As financial planning evolves, so does professional training

The Financial Planning Association of Iowa meets every other month at the Des Moines Golf and Country Club.

By Steve Dinnen

Yes, it’s lunch. But the bimonthly gatherings of the Financial Planning Association of Iowa provide more than nutrition. They also serve opportunities for the people who manage billions of dollars in client assets to develop their expertise.

Anyone can call themselves a financial planner. But the money-management industry has created a specialist, a certified financial planner. They come from diverse backgrounds, with degrees in business or finance or even home economics, and have undergone a course of study and exam offered by the Certified Financial Planner Board of Standards. Passing the test is a mark of distinction that signifies that someone is especially knowledgeable in money matters and presumably can serve a client well.

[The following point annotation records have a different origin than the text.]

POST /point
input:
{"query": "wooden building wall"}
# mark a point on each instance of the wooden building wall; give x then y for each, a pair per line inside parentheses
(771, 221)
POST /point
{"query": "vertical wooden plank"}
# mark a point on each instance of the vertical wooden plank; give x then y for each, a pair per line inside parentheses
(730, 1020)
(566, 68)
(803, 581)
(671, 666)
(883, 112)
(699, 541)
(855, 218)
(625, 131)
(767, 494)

To maintain their accreditation, CFPs continue their education, just like licensed lawyers or certified public accountants. This ongoing learning can come from online sessions, conventions or, around here, luncheons that the Financial Planning Association of Iowa organizes every other month at Des Moines Golf and Country Club.

The group’s president, Tyler Conley from the West Des Moines financial planning firm Syverson Strege, said the gatherings are actually threefold affairs, with food, education and networking. “That’s where I got my job,” he said.

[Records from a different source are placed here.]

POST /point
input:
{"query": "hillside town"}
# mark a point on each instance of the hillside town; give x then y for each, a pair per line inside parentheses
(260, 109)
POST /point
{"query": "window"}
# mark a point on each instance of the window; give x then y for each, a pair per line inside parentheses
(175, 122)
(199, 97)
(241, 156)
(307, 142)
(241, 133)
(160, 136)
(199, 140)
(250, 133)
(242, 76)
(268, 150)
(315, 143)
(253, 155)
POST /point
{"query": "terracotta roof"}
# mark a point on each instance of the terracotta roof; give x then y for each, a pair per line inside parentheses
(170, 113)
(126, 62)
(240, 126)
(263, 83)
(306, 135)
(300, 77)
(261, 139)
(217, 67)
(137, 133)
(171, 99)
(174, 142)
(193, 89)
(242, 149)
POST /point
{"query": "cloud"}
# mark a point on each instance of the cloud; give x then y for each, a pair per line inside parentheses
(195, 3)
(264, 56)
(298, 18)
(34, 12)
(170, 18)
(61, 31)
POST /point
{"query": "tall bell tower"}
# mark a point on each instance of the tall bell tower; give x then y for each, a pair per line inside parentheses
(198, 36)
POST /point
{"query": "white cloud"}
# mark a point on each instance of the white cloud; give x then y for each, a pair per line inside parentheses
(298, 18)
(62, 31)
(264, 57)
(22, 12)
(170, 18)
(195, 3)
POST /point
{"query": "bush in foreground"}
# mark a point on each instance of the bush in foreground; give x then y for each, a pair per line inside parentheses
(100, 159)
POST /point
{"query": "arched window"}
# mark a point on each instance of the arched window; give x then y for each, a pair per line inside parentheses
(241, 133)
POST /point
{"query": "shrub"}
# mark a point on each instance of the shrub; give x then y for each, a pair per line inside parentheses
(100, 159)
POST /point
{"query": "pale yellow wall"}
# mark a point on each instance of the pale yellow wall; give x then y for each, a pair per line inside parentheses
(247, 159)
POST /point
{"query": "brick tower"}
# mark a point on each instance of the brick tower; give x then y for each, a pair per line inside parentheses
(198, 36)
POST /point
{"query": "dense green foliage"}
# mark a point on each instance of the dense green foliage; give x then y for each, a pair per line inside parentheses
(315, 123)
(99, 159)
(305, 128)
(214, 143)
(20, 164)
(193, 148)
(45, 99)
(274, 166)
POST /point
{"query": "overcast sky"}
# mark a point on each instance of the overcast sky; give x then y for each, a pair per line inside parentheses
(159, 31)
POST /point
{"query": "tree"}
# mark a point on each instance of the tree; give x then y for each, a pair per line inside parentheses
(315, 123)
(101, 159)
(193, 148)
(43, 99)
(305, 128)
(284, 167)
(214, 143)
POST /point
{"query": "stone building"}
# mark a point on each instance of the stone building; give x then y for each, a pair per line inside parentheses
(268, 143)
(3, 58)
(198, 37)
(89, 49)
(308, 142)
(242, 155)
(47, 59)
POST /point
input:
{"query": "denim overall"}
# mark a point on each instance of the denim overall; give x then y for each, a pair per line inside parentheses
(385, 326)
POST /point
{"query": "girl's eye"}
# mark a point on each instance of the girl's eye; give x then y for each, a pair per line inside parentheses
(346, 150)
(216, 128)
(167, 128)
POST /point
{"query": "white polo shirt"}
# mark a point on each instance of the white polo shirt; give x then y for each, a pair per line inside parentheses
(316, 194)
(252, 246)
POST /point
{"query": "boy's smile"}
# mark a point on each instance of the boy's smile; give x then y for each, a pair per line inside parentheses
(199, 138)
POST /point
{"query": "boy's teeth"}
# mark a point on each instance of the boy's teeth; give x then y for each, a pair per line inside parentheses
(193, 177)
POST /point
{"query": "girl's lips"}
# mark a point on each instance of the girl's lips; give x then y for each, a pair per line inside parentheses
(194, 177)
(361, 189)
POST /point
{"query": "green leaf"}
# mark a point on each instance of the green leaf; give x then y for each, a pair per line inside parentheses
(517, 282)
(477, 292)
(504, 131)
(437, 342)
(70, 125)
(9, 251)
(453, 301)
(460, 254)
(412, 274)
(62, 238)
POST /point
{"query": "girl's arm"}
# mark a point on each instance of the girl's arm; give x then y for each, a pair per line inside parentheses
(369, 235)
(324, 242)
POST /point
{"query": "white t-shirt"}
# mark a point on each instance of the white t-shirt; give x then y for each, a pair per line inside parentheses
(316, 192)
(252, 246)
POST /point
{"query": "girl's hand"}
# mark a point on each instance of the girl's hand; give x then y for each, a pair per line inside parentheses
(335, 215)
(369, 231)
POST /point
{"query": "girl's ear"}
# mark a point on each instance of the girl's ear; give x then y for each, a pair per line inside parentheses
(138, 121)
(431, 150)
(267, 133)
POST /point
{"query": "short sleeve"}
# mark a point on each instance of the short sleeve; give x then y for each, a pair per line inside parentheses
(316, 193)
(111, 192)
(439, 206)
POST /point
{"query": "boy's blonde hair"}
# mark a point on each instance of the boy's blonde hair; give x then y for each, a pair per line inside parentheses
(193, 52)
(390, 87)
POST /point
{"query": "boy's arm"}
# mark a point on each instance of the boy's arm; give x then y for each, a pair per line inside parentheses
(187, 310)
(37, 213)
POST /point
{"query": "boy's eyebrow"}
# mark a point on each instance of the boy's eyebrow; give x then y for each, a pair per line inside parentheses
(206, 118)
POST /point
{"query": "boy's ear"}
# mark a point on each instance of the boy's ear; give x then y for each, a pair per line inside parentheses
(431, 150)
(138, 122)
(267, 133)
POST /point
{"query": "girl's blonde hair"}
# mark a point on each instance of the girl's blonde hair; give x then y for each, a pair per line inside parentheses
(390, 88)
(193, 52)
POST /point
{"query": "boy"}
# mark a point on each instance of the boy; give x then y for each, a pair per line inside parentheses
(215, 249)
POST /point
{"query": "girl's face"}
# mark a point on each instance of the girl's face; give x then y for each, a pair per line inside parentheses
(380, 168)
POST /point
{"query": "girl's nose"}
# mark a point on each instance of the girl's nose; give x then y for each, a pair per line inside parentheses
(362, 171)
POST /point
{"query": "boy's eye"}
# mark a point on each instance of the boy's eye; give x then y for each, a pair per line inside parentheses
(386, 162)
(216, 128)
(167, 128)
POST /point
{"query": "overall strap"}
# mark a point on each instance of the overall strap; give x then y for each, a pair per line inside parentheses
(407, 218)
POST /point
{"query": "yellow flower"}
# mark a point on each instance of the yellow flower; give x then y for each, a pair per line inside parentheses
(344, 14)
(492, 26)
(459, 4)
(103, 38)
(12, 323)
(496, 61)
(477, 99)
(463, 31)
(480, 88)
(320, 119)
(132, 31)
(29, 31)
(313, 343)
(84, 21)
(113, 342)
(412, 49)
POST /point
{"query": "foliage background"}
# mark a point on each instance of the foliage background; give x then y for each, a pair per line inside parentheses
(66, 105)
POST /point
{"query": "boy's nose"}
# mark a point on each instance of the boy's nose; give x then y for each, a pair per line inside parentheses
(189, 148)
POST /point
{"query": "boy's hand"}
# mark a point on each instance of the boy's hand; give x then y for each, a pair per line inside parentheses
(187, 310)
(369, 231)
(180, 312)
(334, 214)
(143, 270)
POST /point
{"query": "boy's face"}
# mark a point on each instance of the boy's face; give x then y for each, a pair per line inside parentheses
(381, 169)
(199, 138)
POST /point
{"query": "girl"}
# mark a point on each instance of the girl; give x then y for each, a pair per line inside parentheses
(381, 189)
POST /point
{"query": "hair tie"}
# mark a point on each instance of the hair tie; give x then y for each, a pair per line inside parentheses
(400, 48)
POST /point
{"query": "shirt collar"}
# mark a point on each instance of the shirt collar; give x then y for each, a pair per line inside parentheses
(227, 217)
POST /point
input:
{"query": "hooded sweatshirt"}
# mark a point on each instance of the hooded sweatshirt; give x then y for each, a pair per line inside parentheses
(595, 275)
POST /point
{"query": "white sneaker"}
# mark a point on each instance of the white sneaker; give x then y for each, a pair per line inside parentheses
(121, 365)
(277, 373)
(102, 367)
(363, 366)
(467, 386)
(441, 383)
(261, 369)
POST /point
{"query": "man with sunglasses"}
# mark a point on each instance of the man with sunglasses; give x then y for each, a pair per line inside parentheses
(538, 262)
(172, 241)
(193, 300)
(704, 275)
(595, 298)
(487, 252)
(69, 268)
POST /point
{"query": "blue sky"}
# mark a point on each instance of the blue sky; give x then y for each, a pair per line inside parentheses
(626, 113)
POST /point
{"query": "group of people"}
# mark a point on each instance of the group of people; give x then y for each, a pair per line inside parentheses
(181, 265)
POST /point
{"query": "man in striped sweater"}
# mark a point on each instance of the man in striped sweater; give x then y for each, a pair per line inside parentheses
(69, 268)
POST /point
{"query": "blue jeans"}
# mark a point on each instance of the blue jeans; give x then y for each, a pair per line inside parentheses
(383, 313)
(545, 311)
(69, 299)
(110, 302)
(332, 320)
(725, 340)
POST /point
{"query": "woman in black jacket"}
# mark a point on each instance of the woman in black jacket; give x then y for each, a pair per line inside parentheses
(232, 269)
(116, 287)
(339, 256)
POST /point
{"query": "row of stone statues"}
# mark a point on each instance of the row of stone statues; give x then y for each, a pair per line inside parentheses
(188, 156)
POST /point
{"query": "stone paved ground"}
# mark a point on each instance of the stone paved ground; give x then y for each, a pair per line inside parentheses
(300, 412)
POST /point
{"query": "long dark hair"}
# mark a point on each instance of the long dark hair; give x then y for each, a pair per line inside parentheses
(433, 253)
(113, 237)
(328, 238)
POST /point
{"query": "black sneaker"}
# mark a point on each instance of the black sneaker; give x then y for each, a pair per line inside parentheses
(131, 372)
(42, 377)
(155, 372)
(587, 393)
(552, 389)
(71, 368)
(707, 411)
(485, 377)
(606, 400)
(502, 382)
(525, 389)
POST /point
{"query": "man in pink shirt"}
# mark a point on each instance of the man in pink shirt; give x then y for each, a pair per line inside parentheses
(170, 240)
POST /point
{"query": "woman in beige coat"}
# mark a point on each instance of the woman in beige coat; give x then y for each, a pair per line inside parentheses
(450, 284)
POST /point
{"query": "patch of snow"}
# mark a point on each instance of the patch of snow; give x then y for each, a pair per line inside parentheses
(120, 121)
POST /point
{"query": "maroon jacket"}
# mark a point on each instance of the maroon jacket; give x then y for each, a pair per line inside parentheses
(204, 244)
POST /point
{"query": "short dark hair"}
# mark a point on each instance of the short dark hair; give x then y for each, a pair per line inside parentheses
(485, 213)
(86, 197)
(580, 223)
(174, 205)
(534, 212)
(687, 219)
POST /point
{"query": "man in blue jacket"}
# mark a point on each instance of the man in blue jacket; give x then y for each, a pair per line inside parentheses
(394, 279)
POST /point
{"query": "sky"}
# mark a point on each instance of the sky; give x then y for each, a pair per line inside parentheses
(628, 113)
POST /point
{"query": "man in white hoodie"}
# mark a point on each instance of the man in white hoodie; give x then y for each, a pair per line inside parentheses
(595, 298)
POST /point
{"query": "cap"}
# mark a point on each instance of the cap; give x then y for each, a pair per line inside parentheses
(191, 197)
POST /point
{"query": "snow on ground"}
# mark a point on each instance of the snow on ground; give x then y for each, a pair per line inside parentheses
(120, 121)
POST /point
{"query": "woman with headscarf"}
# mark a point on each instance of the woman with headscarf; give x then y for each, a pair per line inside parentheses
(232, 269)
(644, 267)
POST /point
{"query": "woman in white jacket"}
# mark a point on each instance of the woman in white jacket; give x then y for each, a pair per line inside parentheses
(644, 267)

The training subjects rotate among five themes: taxes, retirement, insurance, investments and estate planning. The group often discusses ethics, too.

Here are just a few of the recent topics:

  • Decumulation diversification. That’s how to draw down your assets and the impact on the Monte Carlo score, a popular modeling tool to predict the probability of a variety of outcomes when random variables are a factor.
  • Technology’s impact on aging. Financial planners are becoming longevity specialists, since most of us are living longer and need to nurture our assets.
  • Farmland values. Randy Hertz of Hertz Associates discussed investment opportunities in agricultural real estate.
  • Insurance-based risk mitigation tools.
  • Exchange-traded fund (ETF) structures.
  • Asset protection against long-term care costs.

Speakers come from a range of industries, including financial services and insurance. The best presenters are both informative and entertaining, which isn’t always easy. (Just try and put some sparkle on a 30-minute talk about draw-down diversification.)

You want your lawyer to be smart, maybe even smarter than you. So why not expect the same of people handling your money?